After the Annexation had taken place, there were naturally enough a good many individuals who found themselves disappointed in the results so far as they personally were concerned; I mean that they did not get so much out of it as they expected. Among these was a gentleman called Colonel Weatherley, who had come to the Transvaal as manager of a gold-mining company, but getting tired of that had taken a prominent part in the Annexation, and who, being subsequently disappointed about an appointment, became a bitter enemy of the Administrator. I may say at once that Colonel Weatherley seems to me to have been throughout the dupe of the other conspirators.

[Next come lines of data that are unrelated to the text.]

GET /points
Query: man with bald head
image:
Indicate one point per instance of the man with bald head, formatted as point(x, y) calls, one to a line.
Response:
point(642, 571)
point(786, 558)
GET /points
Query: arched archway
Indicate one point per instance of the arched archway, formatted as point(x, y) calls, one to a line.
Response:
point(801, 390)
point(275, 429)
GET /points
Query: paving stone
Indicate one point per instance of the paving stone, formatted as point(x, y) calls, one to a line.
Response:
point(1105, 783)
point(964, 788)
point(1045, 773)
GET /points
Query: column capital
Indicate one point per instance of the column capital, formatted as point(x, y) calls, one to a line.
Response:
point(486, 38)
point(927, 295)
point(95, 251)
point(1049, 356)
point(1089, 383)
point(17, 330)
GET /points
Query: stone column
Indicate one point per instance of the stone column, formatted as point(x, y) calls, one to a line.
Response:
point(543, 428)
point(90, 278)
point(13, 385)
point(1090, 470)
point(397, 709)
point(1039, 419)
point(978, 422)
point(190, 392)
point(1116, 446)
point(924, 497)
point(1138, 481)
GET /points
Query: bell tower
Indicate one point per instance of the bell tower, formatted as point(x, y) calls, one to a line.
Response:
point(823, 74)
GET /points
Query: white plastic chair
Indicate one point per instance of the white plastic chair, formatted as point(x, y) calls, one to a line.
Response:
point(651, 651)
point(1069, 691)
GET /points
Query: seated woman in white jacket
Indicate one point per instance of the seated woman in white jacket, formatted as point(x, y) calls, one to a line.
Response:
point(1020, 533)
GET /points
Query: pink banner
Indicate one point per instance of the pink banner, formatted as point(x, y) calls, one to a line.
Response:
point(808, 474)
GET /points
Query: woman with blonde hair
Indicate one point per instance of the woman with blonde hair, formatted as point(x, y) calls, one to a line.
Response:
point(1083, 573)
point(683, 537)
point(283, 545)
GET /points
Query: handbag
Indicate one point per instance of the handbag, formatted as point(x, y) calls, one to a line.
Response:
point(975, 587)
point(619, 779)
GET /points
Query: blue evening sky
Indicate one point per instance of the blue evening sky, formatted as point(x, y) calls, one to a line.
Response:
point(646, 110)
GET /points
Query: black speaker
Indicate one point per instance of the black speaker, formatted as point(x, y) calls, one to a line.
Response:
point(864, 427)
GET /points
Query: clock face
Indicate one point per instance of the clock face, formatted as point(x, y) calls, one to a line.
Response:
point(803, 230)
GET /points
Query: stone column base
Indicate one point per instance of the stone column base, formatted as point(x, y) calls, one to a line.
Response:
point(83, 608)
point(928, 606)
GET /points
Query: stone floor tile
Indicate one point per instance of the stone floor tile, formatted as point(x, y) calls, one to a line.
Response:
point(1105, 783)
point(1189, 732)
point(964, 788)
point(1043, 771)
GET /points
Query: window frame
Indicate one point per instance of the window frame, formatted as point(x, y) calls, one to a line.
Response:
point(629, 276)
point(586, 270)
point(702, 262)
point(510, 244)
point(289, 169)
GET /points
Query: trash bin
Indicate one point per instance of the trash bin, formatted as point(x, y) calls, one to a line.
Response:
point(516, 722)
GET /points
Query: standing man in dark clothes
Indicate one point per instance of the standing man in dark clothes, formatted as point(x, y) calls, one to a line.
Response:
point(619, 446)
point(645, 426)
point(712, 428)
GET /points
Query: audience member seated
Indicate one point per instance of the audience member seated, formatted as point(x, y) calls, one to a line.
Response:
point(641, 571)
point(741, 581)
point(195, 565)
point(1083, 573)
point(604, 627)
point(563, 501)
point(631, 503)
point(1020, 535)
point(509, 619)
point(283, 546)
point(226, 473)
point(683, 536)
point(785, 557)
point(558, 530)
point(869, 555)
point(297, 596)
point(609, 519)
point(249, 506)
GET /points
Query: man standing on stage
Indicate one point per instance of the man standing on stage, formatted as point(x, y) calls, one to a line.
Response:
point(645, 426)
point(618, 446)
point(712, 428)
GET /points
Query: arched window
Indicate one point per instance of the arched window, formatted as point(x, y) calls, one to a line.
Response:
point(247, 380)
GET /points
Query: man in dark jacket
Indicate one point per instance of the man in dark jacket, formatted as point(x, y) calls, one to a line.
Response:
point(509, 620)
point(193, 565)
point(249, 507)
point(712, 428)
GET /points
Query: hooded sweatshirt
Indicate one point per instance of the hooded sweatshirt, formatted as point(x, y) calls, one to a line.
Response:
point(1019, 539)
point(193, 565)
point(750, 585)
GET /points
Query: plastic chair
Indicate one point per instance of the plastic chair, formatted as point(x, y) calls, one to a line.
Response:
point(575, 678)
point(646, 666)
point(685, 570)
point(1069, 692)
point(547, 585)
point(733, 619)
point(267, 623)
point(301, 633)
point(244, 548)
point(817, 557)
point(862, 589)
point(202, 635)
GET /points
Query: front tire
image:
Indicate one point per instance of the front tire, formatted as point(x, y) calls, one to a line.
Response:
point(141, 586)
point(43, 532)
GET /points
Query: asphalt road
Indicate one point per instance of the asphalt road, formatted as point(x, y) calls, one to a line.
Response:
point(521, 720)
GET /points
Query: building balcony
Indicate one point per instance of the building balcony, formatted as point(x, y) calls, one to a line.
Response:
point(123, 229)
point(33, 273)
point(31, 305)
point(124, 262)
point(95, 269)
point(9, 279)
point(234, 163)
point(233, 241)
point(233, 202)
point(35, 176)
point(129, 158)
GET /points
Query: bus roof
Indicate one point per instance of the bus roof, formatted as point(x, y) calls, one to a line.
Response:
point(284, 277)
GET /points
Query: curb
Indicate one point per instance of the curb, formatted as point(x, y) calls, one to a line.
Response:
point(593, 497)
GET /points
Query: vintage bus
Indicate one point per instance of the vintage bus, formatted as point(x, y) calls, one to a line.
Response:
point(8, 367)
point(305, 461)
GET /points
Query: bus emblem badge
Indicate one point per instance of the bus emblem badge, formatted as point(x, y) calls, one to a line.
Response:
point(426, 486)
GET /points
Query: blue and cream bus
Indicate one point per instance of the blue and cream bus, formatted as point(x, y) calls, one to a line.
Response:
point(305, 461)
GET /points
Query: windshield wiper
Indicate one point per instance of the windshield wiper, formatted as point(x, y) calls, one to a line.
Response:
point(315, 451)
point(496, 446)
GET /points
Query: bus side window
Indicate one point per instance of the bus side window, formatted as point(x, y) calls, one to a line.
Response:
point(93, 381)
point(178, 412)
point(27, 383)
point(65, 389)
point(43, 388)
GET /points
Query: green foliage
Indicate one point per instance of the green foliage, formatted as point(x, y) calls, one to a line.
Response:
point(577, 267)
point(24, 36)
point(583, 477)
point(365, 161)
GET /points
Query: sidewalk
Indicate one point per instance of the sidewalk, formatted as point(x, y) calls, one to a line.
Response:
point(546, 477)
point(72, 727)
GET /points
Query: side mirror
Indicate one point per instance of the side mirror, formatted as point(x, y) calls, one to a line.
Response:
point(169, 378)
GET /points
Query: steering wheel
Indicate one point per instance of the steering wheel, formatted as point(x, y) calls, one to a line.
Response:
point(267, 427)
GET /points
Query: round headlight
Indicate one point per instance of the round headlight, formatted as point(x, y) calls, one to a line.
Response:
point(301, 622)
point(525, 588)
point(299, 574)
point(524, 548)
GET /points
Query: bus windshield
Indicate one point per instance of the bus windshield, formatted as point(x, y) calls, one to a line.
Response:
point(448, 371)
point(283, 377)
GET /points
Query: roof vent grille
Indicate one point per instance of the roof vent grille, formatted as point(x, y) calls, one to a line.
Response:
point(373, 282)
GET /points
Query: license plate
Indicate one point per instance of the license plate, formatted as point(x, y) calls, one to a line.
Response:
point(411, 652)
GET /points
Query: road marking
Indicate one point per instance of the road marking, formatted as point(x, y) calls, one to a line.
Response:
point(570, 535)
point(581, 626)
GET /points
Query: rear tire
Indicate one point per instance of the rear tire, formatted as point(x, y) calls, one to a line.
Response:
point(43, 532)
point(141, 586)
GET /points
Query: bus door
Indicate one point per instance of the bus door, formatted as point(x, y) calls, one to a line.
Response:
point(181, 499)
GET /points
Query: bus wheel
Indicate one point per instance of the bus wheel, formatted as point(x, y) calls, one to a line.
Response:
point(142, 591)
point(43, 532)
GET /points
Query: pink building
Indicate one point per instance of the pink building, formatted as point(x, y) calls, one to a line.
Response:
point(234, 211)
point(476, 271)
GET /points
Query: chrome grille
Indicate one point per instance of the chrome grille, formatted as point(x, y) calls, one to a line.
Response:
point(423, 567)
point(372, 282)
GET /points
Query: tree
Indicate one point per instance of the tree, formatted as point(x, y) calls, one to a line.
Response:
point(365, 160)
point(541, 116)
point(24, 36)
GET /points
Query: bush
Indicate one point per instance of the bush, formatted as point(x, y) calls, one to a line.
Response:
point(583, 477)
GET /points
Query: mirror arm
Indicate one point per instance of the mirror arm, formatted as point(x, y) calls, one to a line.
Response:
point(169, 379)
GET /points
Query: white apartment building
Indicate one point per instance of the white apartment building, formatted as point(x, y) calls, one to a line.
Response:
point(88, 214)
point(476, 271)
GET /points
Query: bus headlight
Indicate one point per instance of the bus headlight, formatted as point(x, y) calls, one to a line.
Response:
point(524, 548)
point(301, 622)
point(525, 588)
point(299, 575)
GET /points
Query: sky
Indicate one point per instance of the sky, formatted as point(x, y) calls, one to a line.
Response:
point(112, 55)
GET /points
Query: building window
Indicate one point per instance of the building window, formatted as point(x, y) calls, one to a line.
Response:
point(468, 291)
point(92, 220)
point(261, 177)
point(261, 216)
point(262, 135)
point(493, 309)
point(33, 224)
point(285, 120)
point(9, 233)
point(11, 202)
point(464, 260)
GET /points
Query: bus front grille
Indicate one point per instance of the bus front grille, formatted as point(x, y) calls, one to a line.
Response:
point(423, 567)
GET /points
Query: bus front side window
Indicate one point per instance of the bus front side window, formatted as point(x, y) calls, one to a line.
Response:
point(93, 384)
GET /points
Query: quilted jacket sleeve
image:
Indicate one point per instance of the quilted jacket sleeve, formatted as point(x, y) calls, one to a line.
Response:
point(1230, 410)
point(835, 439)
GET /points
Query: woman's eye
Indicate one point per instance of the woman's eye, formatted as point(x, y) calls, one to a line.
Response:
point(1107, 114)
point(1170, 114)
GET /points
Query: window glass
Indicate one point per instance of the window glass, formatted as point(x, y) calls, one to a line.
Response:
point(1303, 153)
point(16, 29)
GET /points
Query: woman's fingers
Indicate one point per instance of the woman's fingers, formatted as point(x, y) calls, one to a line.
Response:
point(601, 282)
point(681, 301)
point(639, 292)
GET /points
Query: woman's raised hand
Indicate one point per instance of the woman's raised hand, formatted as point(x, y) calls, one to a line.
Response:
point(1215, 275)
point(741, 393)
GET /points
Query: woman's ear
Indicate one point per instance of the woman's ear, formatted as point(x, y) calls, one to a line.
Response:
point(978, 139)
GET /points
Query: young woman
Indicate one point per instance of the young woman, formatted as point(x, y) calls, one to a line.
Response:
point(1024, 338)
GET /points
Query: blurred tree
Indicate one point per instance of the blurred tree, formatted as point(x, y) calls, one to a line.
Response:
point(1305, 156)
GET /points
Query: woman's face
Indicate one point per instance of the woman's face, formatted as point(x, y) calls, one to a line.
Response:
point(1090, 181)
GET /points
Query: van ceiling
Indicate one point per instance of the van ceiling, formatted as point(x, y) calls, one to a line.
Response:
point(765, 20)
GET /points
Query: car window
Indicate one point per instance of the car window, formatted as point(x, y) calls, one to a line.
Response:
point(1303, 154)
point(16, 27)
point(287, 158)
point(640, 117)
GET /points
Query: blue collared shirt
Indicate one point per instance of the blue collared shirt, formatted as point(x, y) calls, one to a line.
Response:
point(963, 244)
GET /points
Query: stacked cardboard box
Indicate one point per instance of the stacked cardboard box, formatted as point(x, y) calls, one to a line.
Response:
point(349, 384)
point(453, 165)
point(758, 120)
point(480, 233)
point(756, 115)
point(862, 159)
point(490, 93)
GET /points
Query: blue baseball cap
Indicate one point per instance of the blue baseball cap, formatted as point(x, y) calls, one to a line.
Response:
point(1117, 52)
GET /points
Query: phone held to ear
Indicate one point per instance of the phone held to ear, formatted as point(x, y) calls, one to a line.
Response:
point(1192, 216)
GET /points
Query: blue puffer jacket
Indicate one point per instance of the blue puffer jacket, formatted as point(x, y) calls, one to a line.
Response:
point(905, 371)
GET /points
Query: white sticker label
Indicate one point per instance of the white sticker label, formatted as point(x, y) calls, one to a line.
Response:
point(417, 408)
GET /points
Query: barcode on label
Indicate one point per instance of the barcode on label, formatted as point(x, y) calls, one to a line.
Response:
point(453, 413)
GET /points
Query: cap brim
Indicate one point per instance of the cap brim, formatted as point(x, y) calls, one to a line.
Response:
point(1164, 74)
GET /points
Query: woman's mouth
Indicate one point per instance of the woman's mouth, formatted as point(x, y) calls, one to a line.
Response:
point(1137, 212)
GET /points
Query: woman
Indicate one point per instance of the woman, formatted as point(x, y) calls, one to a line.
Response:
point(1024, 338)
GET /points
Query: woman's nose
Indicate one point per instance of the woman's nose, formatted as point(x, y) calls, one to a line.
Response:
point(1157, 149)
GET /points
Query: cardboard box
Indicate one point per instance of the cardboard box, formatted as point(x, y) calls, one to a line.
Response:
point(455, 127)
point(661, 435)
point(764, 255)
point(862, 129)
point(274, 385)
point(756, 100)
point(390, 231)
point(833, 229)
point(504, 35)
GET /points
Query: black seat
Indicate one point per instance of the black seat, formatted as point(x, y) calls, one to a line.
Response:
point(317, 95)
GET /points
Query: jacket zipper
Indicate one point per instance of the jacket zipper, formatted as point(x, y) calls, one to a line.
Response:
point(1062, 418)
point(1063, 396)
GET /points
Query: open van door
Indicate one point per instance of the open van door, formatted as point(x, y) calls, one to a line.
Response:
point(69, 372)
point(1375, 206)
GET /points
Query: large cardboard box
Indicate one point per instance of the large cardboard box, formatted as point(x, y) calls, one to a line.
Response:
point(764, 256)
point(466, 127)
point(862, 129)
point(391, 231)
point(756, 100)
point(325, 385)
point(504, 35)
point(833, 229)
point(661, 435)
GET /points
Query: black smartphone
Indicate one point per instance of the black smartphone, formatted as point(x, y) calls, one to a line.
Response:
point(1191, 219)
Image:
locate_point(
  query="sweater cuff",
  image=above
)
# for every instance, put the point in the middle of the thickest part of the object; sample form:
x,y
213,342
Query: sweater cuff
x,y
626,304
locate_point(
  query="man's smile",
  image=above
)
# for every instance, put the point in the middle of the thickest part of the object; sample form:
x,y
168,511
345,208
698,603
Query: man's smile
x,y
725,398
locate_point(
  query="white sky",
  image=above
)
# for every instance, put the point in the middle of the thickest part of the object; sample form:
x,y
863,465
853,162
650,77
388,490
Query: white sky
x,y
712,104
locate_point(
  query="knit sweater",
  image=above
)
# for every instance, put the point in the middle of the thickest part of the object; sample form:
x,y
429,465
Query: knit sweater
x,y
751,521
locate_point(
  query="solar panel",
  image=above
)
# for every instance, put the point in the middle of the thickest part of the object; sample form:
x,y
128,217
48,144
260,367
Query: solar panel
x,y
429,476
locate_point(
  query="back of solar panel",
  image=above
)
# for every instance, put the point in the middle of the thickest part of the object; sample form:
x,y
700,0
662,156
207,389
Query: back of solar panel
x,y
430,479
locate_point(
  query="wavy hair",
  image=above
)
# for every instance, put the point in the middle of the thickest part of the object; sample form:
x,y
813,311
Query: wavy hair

The next personage was a good-looking desperado, who called himself Captain Gunn of Gunn, and who was locally somewhat irreverently known as the very Gunn of very Gunn. This gentleman, whose former career had been of a most remarkable order, was, on the annexation of the country, found in the public prison charged with having committed various offences, but on Colonel Weatherley’s interesting himself strongly on his behalf, he was eventually released without trial. On his release, he requested the Administrator to publish a Government notice declaring him innocent of the charges brought against him. This Sir T. Shepstone declined to do, and so, to use his own words, in a despatch to the High Commissioner on the subject, Captain Gunn of Gunn at once became “what in this country is called a patriot.”
The third person concerned was a lawyer, who had got into trouble on the Diamond Fields, and who felt himself injured because the rules of the High Court did not allow him to practise as an advocate. The quartet was made up by Mr. Celliers, the editor of the patriotic organ, the “Volkstem,” who, since he had lost the Government printing contract, found that no language could be too strong to apply to the personnel of the Government, more especially its head. Of course, there was a lady in it; what plot would be complete without? She was Mrs. Weatherley, now, I believe, Mrs. Gunn of Gunn. These gentlemen began operations by drawing up a long petition to Sir Bartle Frere as High Commissioner, setting forth a string of supposed grievances, and winding up with a request that the Administrator might be “promoted to some other sphere of political usefulness.” This memorial was forwarded by the “committee,” as they called themselves, to various parts of the country for signature, but without the slightest success, the fact of the matter being that it was not the Annexor but the Annexation that the Boers objected to.